Pine Hill is an unincorporated community in Rusk County, located in the U.S. state of Texas. According to the Handbook of Texas, the community had a population of 49 in 2000. It is located within the Longview, Texas metropolitan area.

History
The area in what is known as Pine Hill today was first settled in 1844 by Uncle Henderson Hillin. It was given the nickname Rake Pocket from two different sources. One source says that a man thought he had been overcharged at the local hotel, while another claims that Hillin had to literally "rake his pockets" to feed his animals while traveling through here in an oxcart. He then encouraged his family members from Alabama and Georgia to relocate to the area when he started farming four years after settling here. He served as the town merchant for nearly half a century. A post office was established in 1847 and remained in operation until sometime after 1930, with James W. Clark as the first postmaster.

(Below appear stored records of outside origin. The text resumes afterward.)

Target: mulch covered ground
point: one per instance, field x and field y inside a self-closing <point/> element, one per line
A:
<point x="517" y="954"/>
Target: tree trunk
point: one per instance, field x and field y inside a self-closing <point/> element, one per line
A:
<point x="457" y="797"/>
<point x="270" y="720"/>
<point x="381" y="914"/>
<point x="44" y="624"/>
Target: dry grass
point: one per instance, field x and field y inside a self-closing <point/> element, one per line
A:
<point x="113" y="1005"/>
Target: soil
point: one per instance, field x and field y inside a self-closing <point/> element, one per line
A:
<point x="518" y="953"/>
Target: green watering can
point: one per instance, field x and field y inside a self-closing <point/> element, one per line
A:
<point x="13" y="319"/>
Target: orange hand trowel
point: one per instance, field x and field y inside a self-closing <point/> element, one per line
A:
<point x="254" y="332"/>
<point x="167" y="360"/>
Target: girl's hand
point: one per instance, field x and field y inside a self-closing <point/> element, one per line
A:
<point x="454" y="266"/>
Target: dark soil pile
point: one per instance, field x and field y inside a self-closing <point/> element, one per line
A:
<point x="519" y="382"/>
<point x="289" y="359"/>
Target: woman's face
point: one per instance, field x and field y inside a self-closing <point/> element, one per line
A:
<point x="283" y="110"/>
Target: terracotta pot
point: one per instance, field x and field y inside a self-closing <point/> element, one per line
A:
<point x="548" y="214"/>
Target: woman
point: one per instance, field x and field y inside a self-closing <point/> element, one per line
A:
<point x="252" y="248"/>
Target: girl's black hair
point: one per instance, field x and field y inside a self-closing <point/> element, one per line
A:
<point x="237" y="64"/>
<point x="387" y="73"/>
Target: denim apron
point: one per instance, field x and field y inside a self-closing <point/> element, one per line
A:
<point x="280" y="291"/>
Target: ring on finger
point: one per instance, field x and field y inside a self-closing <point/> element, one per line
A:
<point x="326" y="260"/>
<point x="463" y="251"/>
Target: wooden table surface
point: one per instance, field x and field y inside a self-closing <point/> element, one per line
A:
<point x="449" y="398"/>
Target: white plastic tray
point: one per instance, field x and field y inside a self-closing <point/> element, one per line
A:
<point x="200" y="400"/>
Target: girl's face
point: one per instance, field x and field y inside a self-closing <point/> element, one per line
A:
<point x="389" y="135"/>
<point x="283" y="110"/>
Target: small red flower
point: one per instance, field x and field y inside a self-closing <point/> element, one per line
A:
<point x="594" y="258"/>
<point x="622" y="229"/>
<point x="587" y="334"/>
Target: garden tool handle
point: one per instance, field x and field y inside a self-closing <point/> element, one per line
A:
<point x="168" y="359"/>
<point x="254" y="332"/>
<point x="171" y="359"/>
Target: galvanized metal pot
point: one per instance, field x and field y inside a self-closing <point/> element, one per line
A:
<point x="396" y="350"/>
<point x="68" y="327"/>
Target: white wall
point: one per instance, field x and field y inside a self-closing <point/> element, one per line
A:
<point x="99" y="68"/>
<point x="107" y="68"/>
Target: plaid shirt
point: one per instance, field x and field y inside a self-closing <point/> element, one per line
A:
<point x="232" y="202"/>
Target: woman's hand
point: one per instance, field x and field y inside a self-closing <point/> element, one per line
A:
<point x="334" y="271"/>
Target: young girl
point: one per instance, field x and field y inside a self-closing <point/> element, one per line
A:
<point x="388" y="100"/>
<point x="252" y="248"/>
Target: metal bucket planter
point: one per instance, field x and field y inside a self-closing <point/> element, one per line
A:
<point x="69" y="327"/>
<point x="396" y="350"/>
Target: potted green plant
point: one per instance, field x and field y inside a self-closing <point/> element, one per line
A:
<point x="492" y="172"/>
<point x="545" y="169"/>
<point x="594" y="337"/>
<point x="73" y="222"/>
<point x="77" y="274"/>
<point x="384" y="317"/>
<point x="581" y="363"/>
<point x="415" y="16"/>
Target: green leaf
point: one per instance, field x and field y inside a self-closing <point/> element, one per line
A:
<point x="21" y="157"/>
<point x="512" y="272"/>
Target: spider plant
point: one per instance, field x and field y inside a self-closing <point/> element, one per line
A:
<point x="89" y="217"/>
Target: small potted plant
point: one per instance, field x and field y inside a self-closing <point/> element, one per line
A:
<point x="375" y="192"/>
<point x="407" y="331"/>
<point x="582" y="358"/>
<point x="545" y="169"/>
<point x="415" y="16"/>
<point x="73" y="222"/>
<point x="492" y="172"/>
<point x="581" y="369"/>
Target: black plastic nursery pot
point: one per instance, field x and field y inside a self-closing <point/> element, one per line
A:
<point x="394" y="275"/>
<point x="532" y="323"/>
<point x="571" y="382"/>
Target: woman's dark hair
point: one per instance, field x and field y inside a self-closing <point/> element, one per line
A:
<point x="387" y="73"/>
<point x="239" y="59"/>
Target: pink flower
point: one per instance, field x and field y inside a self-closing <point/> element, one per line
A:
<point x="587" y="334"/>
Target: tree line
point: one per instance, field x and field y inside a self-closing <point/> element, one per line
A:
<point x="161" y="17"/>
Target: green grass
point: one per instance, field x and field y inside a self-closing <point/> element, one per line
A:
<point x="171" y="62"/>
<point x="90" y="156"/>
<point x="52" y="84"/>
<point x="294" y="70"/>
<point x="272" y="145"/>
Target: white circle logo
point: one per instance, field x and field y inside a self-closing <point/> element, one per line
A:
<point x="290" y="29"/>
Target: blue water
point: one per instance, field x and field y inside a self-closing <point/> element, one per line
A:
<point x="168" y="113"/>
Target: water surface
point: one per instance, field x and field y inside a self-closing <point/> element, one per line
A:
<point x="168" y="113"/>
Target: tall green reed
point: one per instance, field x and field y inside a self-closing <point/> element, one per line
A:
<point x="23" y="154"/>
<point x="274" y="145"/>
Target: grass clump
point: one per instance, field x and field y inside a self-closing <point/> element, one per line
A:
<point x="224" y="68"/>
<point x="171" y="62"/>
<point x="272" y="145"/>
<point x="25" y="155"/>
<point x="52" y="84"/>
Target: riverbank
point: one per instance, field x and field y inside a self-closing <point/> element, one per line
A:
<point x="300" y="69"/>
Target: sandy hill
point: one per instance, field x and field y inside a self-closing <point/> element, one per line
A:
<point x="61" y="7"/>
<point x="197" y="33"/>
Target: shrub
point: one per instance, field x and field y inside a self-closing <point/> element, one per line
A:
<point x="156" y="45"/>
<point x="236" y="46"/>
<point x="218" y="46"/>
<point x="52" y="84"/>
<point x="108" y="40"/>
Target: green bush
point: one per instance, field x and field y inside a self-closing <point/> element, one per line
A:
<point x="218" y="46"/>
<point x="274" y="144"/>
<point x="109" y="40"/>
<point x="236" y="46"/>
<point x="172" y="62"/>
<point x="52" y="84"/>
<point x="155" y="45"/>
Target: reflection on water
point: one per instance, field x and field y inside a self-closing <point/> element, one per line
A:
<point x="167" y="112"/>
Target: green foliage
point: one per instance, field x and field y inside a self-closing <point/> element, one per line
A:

The community then received its mail from Sharon in 1856, but moved back to Pine Hill that next year. It was the size of a normal town even after the American Civil War. The Timpson and Henderson Railway caused Pine Hill to become a bastion for lumber production from 1909 to 1922. A newspaper called the Pinehill Times was established in 1913. A fire destroyed ten businesses three years later, while another fire struck in 1937. The town had five businesses and 250 residents in 1940. In the next decade, the population plummeted to 100 and then to 49 from 1968 through 2000.

Geography
Pine Hill is located at the intersection of Farm to Market Roads 1798 and 348 about 3 miles south of U.S. Highway 79,  east of Henderson and  west of Carthage in far-eastern Rusk County.

Education
Today, the community is served by the Henderson Independent School District.